The Knights are scheduled to leave for Edmonton, Alberta, on July 26 and will play an exhibition game at a date to be determined.

The round robin begins Aug. 3 when the Knights take on Dallas before the Western Conference quarterfinals open Aug. 11.

The Knights had 31 of the 33 players on their training camp roster participate Monday. The team was divided into two groups and practiced for 30 minutes each before a 20-minute scrimmage.

Goaltender Marc-Andre Fleury did not skate, and coach Pete DeBoer said it was a maintenance day that was not related to a positive COVID-19 test.

Also, 19-year-old center Peyton Krebs is expected to debut Tuesday after finishing the final day of his mandatory quarantine.

“Our message to the group today was I really liked how we were playing going into the pause,” said DeBoer, whose team won 11 of 13 to earn the Pacific Division title and a bye in the qualifying round. “I thought our systems were in a good place, we were starting to play seamlessly, we were able to plug guys in and out of the lineup and not lose a step.

“How do we get back to that again? For me, like any camp, it’s about starting with your foundation again and getting to that point again.”

DeBoer had four months to settle on his forward line combinations for the postseason and kept the top two lines intact to begin. William Karlsson centered Max Pacioretty and Mark Stone, while Paul Stastny was flanked by Jonathan Marchessault and Reilly Smith.
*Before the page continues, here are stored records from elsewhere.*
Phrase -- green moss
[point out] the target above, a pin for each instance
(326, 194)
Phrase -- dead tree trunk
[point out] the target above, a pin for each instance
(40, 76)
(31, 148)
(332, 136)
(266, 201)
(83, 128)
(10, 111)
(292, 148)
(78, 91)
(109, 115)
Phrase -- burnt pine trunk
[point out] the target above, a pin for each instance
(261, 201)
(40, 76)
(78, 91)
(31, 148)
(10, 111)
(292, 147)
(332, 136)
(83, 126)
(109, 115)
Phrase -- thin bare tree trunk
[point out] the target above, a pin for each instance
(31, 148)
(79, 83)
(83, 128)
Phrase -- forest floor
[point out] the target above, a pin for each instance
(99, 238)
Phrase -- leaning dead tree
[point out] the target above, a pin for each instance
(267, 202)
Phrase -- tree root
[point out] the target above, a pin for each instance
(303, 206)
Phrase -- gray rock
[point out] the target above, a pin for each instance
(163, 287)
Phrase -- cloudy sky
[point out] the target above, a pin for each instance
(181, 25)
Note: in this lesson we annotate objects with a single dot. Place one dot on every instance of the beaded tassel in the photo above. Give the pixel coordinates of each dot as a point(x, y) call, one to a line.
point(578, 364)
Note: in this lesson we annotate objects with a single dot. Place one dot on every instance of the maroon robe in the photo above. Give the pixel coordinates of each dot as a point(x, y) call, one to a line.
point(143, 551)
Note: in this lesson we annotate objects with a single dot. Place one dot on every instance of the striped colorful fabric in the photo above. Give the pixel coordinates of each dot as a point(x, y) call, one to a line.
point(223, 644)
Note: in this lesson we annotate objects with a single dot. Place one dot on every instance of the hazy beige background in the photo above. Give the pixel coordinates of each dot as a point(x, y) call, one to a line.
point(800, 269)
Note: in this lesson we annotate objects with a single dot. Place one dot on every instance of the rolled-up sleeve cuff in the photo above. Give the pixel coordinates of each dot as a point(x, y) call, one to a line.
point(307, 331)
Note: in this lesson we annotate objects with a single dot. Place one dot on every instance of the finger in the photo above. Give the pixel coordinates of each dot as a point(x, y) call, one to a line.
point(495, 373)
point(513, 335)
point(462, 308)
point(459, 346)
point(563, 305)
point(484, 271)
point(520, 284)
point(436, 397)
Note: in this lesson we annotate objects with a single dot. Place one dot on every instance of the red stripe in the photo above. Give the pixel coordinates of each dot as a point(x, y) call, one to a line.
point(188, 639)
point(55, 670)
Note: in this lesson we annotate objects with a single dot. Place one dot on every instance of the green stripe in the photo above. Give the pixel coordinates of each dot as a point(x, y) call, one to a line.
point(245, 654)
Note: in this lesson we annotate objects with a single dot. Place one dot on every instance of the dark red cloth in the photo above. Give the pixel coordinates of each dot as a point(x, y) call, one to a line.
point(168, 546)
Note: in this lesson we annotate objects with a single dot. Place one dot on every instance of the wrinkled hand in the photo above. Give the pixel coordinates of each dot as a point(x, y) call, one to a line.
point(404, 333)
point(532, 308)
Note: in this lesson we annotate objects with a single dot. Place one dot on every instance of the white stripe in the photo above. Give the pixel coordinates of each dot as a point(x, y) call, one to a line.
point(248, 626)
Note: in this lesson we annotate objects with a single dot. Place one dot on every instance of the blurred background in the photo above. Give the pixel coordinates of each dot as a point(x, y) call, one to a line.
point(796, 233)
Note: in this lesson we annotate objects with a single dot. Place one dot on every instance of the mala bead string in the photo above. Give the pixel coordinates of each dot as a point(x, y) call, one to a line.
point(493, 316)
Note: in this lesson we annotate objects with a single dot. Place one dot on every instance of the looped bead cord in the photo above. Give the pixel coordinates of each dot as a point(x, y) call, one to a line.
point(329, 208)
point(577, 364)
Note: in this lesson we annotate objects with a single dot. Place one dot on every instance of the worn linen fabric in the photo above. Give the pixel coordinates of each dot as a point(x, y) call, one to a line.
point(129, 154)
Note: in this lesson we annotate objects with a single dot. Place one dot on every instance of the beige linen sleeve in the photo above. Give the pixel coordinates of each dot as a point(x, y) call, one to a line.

However, DeBoer tinkered with his bottom six, as Nicolas Roy started out centering the third line with Chandler Stephenson at left wing and Alex Tuch taking right wing. Tuch missed the final 12 games before the pause with a lower-body injury.

On the fourth line, Nick Cousins centered wings William Carrier and Ryan Reaves, while Tomas Nosek skated on a line with extra forwards Gage Quinney and Keegan Kolesar.

“We played a little bit together before the break,” Cousins said. “Hopefully we’ll find some chemistry here early on in camp. We still have two weeks here before we get going, but those two are fun guys to play with.”

Marchessault thinks this will be one of the most competitive Stanley Cup playoffs ever, with almost every team at full strength coming out of the pause. The left wing arrived at training camp with his beard in full playoff mode already.

“I had a longer one, but I shaved it and I regretted it right after it,” Marchessault. “So, after that, I just let it grow again and I’m ready for it.”